Começou, esta quinta-feira, no tribunal judicial de Mirandela, o julgamento do caso de um médico de clínica-geral acusado do crime de homicídio por negligência, há quase seis anos, que resultou na morte de uma mulher de 69 anos, natural do concelho de Mirandela.

O Ministério Público (MP) entende que o médico, que já não exerce funções no hospital de Mirandela, não terá agido conforme as boas práticas médicas exigem quando observou a vítima que apresentava sintomas que indiciavam um quadro de episódio de enfarte, e lhe deu alta. A mulher viria a falecer, uma semana depois, com sequelas graves resultantes de um enfarte não diagnosticado.

Na primeira sessão, foram ouvidos familiares da vítima que insistiram nas acusações de negligência e ainda uma médica cardiologista do hospital de Vila Real, onde a paciente viria a falecer, que não comprometeu a atuação do colega em Mirandela. O arguido não quis falar. A próxima sessão está agendada para 16 de dezembro.

O caso remonta a 7 de Janeiro, quando Maria Elisa Braz, na altura com 69 anos de idade, residente em Valbom dos Figos (Mirandela), pelas 9,00 horas, deu entrada no Serviço de Urgência (SU) do Hospital de Mirandela com dor torácica, referindo dor no peito e nas costas com evolução de três dias, tendo-lhe sido atribuída prioridade clínica de atendimento urgente (pulseira amarela).

Maria Elisa foi então observada pelo arguido, Fernando Gomes (médico da especialidade de clínica-geral), o qual, após essa observação, atribuiu-lhe alta 47 minutos depois, tendo consignado no respetivo relatório do episódio de urgência que a vítima foi ao SU por cervicalgia desde há muito tempo, sem dificuldade de mobilidade do pescoço e prescrito, como medicação, um anti-inflamatório e um paracetamol para as dores.

Algumas horas depois, de ter recebido alta, Maria Elisa voltou a sentir dores no peito e com vontade de vomitar, tendo sido transportada ao hospital privado de Mirandela e daí posteriormente transferida para o Centro Hospitalar de Trás-os-Montes e Alto Douro, em Vila Real, onde lhe foi diagnosticado enfarte do miocárdio, situação que se veio a complicar e que culminou com a sua morte, sete dias depois, a 14 de janeiro de 2015.

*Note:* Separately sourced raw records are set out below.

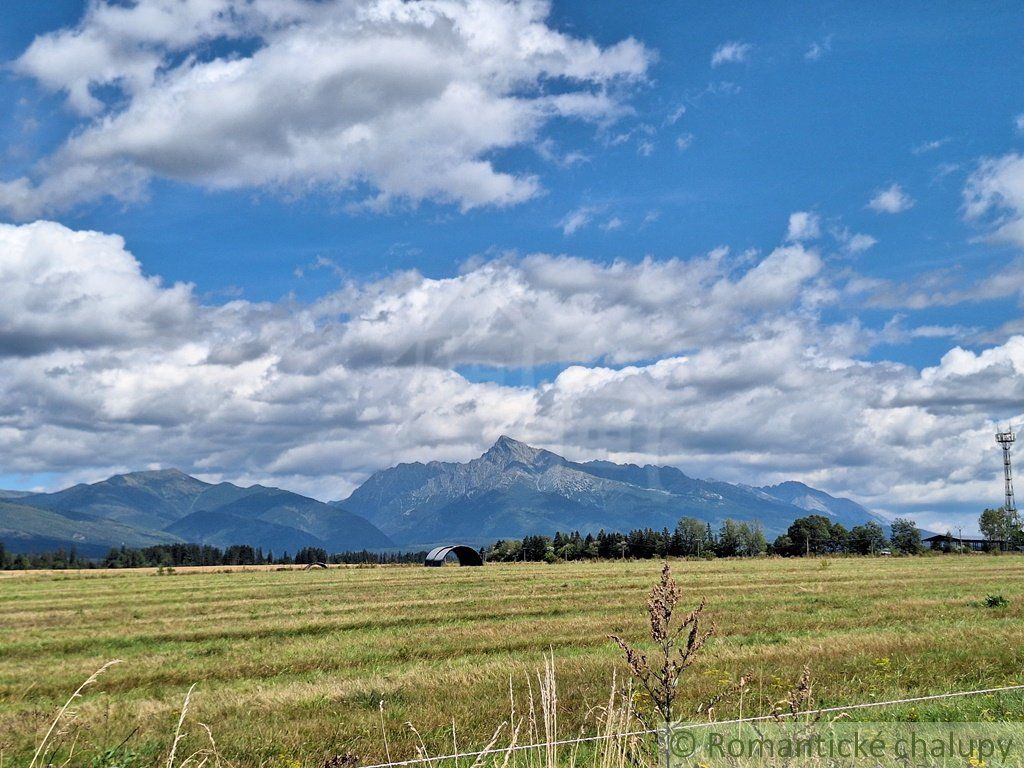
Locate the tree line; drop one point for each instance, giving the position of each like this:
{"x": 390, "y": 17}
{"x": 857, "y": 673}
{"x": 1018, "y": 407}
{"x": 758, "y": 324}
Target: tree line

Tendo em conta a sintomatologia referida, para a acusação, o arguido “deveria ter considerado o enfarte agudo de miocárdio como primeira hipótese de diagnóstico, o que não sucedeu”, refere a acusação, considerando que o arguido “devia ter promovido um estudo que lhe permitisse excluir causas mais graves, e como tal solicitado os meios complementares de diagnóstico adequados para o seu correcto diagnóstico, tratamento e orientação, o que o arguido não fez”, sustenta o MP. Para além disso, acrescenta a acusação, deveria o arguido “ter-se abstido de atribuir alta à doente, antes assegurando a sua imediata observação pela especialidade de cardiologia, o que também não promoveu, e deu-lhe alta”.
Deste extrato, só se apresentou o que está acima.